If the government is to use fiscal levers to try to improve health, why not begin by reintroducing what used to be called ‘home economics’ into the national curriculum. Obviously this would not be a silver bullet, but it’s not unreasonable to wager that more people being able to cook will mean fewer people reaching for frozen food or ready meals.

It’s also a good way of disabusing young people of the notion that cooking is inherently difficult, time-consuming or expensive.

Dame Sally’s report is geared towards making Britain healtheir by 2040, so there’s plenty of time for this kind of educational reform to take root, if the will is there.

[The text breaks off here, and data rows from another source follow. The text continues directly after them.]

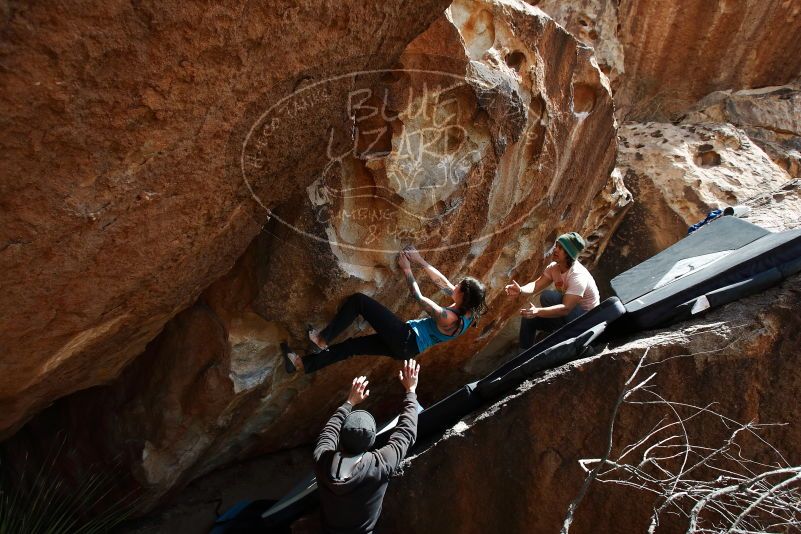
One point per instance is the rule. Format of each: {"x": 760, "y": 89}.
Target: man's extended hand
{"x": 408, "y": 375}
{"x": 403, "y": 261}
{"x": 530, "y": 312}
{"x": 358, "y": 390}
{"x": 513, "y": 289}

One need only look at Jack Monroe, aka the Bootstrap Cook. When not doing the nation a service by pushing Katie Hopkins into bankruptcy, she’s come up with a plethora of extremely cheap, easy and healthy recipes that anyone with a hob and a knife should be able to turn their hand to.

While he may be extremely irritating to many people, Jamie Oliver also deserves credit for doing his best to demystify cooking through his various books and TV programmes. His call for state schools to provide healthier food also seems sensible enough. After all, if taxpayers’ money is going on feeding young people, they may as well be fed as healthily as possible.

The likes of Monroe and Oliver have amply demonstrated that simple, cheap and healthy food is not rocket science. Perhaps as a New Year’s resolution, public health advocates could retreat from reflexive calls for tax rises and encourage healthy habits in more constructive ways.

John Ashmore is Deputy Editor of CapX.